Foi notícia no passado mês, a chegada ao Parlamento de uma proposta de alteração da Lei-Quadro das Fundações. Adiantava que o Governo pretende ver os seus poderes reforçados na fiscalização das fundações privadas. Avançava o secretário de Estado da Presidência do Conselho de Ministros que o Governo procura “combater um certo estigma que recaiu sobre elas nos últimos anos”. Parece muito ténue a linha entre a vontade de contribuir para combater o estigma, e a ingerência na gestão de instituições que são privadas, e cuja essência é contribuir para o interesse social, como previsto na lei, com provas mais do que dadas.

As fundações entenderam não se pronunciar publicamente sobre o assunto. É verdade que quem não deve não teme, e dar importância ao assunto, contribuindo para a sua publicidade, poderia dar um sinal de que o chapéu cabe na cabeça. Assim, parece bem não dar importância pública a um anúncio que diz apenas respeito às fundações que distorcem a essência do ‘ser fundação’. Mas, ao mesmo tempo, quem cala consente, e sob esta perspetiva, é uma oportunidade perdida de sacudir uma atitude paternalista do Governo. Mas vão sempre a tempo.

Há muitas fundações que fizeram e fazem muito pelo país. Fazem, mas anunciam pouco ou não anunciam. De facto, segundo a Conta Satélite da Economia Social (sim, porque as fundações são parte da Economia Social, porque são entidades sem fins lucrativos), as fundações são 619, têm mais de 14000 colaboradores que auferem 304 milhões de euros em remunerações. Representam apenas 0,9% das entidades da Economia Social, mas contribuem para 6% do emprego, 7% das remunerações e 6,9% do Valor Acrescentado Bruto desse universo. Assim, as fundações têm um impacto económico mais do que proporcional ao peso em número de entidades dessa natureza.

Avancemos brevemente por dois assuntos – o da sua essência e o do seu impacto além do económico. Vejamos o primeiro, o da essência do ‘ser fundação’. Existem fundações hoje em Portugal constituídas no século XIX e fundações constituídas nos últimos anos, fundações com um património de dimensão paralela à das maiores fundações europeias e fundações com muito poucos recursos, fundações com atividade na área social, incluindo a deficiência, na área da educação, na área da cultura, na área da investigação, na promoção da cidadania e outras.

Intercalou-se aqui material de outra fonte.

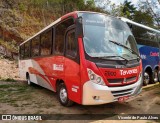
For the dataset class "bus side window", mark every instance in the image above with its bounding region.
[41,29,52,56]
[66,30,77,58]
[54,18,74,55]
[20,44,24,59]
[31,36,40,57]
[24,41,30,58]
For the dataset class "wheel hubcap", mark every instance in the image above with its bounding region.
[60,88,67,103]
[154,72,158,82]
[144,73,149,84]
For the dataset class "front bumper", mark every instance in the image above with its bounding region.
[82,77,142,105]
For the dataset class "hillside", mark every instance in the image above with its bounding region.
[0,0,105,58]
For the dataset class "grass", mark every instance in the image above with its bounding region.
[0,78,17,82]
[143,83,160,91]
[0,39,18,53]
[0,84,31,107]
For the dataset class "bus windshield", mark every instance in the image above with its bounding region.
[81,13,138,60]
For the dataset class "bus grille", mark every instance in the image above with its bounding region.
[111,88,134,99]
[108,76,136,84]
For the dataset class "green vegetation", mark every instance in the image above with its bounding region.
[0,39,18,52]
[0,84,32,107]
[0,0,160,56]
[143,83,160,91]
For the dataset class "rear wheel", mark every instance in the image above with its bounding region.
[143,71,150,85]
[158,70,160,82]
[58,83,73,107]
[26,74,31,85]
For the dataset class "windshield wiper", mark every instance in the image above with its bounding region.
[109,40,141,61]
[94,55,129,63]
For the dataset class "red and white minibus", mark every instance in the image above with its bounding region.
[19,11,142,106]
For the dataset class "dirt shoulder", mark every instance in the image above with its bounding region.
[0,60,160,123]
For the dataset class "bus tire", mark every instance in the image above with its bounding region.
[143,71,150,86]
[26,73,31,85]
[158,70,160,82]
[152,69,158,84]
[58,83,73,107]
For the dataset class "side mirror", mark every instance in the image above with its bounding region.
[75,17,83,37]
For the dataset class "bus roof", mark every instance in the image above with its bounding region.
[119,17,160,33]
[20,11,116,46]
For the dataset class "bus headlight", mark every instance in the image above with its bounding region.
[87,69,105,85]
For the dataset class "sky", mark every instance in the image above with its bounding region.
[111,0,139,5]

Umas focadas numa única área de atividade, outras em múltiplas.

Portanto, as fundações são muito diferentes entre si, mas há algo na sua essência que as torna iguais – o elemento central em todas elas é o património (sendo isso o que as distingue das associações), e o fim para o qual são criadas é um “fim de interesse social”, tal como está na lei. E é a real prossecução deste fim que, por vezes, é colocada em questão relativamente a fundações concretas. Fundações criadas intencionalmente, para artifícios fiscais e outros também reprováveis. Mas estas não são as fundações que eu conheço e as que eu admiro, as que não têm nada a temer e que a sociedade portuguesa devia conhecer. Avancemos então para este outro assunto.

Há fundações com projetos extraordinários – uns de dimensão local, outros regional e outros, ainda, de dimensão nacional. Há, nessas fundações, pessoas concretas e equipas extraordinárias que são autênticos empreendedores sociais. Que são nós de redes de parceiros que conseguem atrair e conquistar, com trabalho e com resultados. Que mobilizam fundos, seus e de outros, para causas que nem privados nem governos abraçam, porque ou não querem ou não têm capacidade para tal. E as fundações são capazes de tudo isso porque têm, de facto, algumas características que as tornam únicas.

O património ao serviço do interesse social que elegeram, a reputação que atrai parceiros e a sua visão de longo prazo ancorada no compromisso dos instituidores com a causa eleita, são a base para a capacidade das fundações de gerarem impacto social. Conheço muitas. Me perdoem por as não nomear, para não cometer injustiças porque aqui não caberiam todas. Mas elas far-se-ão notar. Porque a sociedade portuguesa merece conhecê-las.